Mentiras y gordas demuestra que un final diferente puede alterar todo lo visto. No estamos, pese a todo, ante una trama con un sorprendente giro final: la estrategia sirve para disimular los defectos de la historia (diálogos insulsos, una ambientación muy pobre, momentos trillados y exagerados), pero no la endiosa ni la convierte en ese film generacional que muchos han proclamado. Salvo las últimas escenas, la película es un desfile de jóvenes desnudos, cuerpos musculados y escenas sexuales. No es una película pornográfica, pero poco le falta: el tratamiento idealizado y endulzado de la homosexualidad (ojalá los jóvenes de hoy en día aceptasen tan bien a sus compañeros/as gays y lesbianas como ocurre en el film) la puede convertir en la Fucking Amal española. Su sabor gay (algo que se intuye desde los títulos de crédito: gran canción de Fangoria y notable selección musical) hará que Mentiras y gordas se comercialice muy bien en América y Europa. Se cumple lo apuntado anteriormente: la película no quiere ser buena, sino ser vista por cuantos más espectadores mejor. La taquilla ha respondido. La película ha salido victoriosa.

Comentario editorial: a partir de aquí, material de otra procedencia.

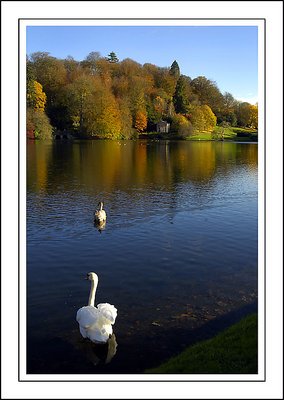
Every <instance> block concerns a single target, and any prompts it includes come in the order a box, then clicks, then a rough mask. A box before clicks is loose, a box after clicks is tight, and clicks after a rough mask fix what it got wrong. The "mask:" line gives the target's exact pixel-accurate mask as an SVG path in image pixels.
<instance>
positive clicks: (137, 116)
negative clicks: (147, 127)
mask: <svg viewBox="0 0 284 400" xmlns="http://www.w3.org/2000/svg"><path fill="white" fill-rule="evenodd" d="M134 126H135V129H137V131H138V132H143V131H144V130H145V129H146V127H147V116H146V113H145V112H143V111H137V113H136V115H135V125H134Z"/></svg>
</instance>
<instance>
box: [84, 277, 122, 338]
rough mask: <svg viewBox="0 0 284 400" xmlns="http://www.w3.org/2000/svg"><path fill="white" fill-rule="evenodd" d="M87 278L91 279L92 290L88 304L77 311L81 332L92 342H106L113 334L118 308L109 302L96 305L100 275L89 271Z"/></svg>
mask: <svg viewBox="0 0 284 400" xmlns="http://www.w3.org/2000/svg"><path fill="white" fill-rule="evenodd" d="M86 279H88V280H90V281H91V291H90V296H89V303H88V305H87V306H85V307H82V308H80V309H79V310H78V311H77V316H76V320H77V322H78V323H79V326H80V333H81V335H82V336H83V337H84V338H88V339H90V340H91V341H92V342H95V343H106V342H107V341H108V339H109V338H110V336H111V335H112V325H113V324H114V323H115V319H116V317H117V309H116V308H115V307H114V306H113V305H112V304H108V303H101V304H98V305H97V307H95V295H96V290H97V286H98V276H97V275H96V274H95V273H94V272H89V273H88V274H87V278H86Z"/></svg>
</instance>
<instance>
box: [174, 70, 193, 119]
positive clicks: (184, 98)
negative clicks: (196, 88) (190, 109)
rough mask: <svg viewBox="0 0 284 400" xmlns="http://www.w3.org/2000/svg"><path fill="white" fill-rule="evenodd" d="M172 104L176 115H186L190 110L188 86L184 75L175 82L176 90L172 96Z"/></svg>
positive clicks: (180, 76) (186, 81)
mask: <svg viewBox="0 0 284 400" xmlns="http://www.w3.org/2000/svg"><path fill="white" fill-rule="evenodd" d="M173 103H174V106H175V111H176V113H177V114H179V113H181V114H186V113H188V111H189V108H190V100H189V84H188V80H187V79H186V77H185V76H184V75H181V76H180V77H179V79H178V81H177V85H176V90H175V93H174V96H173Z"/></svg>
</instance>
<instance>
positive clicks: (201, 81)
mask: <svg viewBox="0 0 284 400" xmlns="http://www.w3.org/2000/svg"><path fill="white" fill-rule="evenodd" d="M191 87H192V88H193V90H194V92H195V93H196V94H197V96H198V99H199V101H200V104H201V105H204V104H207V105H208V106H209V107H210V108H211V109H212V111H213V112H214V114H215V115H217V116H218V114H220V111H221V109H222V107H223V101H224V100H223V95H222V93H221V92H220V90H219V89H218V87H217V85H216V83H215V82H213V81H211V80H210V79H207V78H205V76H198V77H197V78H195V79H193V80H192V81H191Z"/></svg>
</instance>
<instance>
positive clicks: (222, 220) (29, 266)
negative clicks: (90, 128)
mask: <svg viewBox="0 0 284 400" xmlns="http://www.w3.org/2000/svg"><path fill="white" fill-rule="evenodd" d="M27 162H28V164H27V167H28V170H27V171H28V172H27V173H28V178H27V260H28V261H27V276H28V282H27V285H28V286H27V288H28V310H27V311H28V314H27V315H28V348H27V371H28V373H40V374H43V373H56V374H63V373H73V374H80V373H87V374H100V373H105V374H113V373H115V374H119V373H127V374H128V373H142V372H143V370H144V369H145V368H150V367H152V366H156V365H158V364H160V362H162V361H164V360H165V359H167V358H168V357H170V356H172V355H175V354H177V353H178V352H179V351H181V350H182V349H183V348H184V347H185V346H187V345H189V344H191V343H194V342H196V341H198V340H201V339H203V338H206V337H210V336H212V335H213V334H215V333H216V332H218V331H219V330H220V329H223V328H224V327H226V326H228V325H229V324H230V323H232V322H235V321H237V320H238V319H240V318H241V316H243V315H245V314H247V313H248V312H251V311H252V310H256V304H257V145H256V144H241V143H225V142H215V143H213V142H212V143H211V142H205V143H200V142H191V143H190V142H184V141H179V142H166V141H165V142H163V141H162V142H155V141H153V142H147V141H121V142H118V141H84V142H79V141H78V142H76V141H74V142H67V141H65V142H59V141H58V142H52V143H33V142H32V143H28V160H27ZM100 200H103V201H104V208H105V210H106V212H107V215H108V219H107V223H106V227H105V229H104V230H101V231H99V230H98V229H97V228H96V227H95V226H94V223H93V213H94V210H95V209H96V206H97V203H98V201H100ZM89 271H95V272H96V273H97V274H98V276H99V286H98V290H97V295H96V301H97V302H98V303H100V302H109V303H111V304H114V305H115V306H116V307H117V309H118V317H117V320H116V323H115V325H114V336H113V337H112V340H111V342H110V343H109V344H108V345H102V346H95V345H93V344H91V343H88V342H85V341H84V340H83V339H82V337H81V336H80V333H79V329H78V324H77V322H76V312H77V310H78V309H79V308H80V307H82V306H83V305H86V304H87V302H88V296H89V289H90V287H89V282H88V281H86V280H84V278H85V275H86V273H87V272H89Z"/></svg>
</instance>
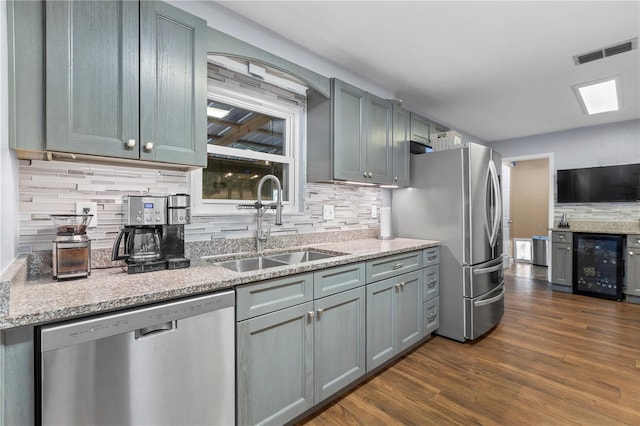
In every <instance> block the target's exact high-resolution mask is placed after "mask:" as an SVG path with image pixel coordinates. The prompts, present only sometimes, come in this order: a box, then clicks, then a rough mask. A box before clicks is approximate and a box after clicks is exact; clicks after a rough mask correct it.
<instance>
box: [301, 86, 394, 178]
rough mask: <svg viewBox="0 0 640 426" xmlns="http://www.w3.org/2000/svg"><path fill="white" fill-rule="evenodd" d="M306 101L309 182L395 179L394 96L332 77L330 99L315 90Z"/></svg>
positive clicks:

Da miedo pensar que las jóvenes promesas de Mentiras y gordas pueden ser, en un futuro, nuestros grandes actores. El nivel interpretativo del film es penoso, como penosas son las series de donde provienen todas las caras bonitas de las fotos: Aída, El internado, Física o química, Los hombres de Paco, etc. Pese a esto, debe subrayarse la valentía de los actores por acceder a interpretar una historia tan coral (aquí no valen los egos de cada uno) y difícil. Se cumple el patrón de sexo, drogas... y música electrónica, aunque contado de una forma fácil, irreal en parte, siempre discutible. Ya se sabe: la crítica cinematográfica es la única que no puede ni debe mentir. Aviso a los padres: estas mentiras no son gordas, sino gordísimas.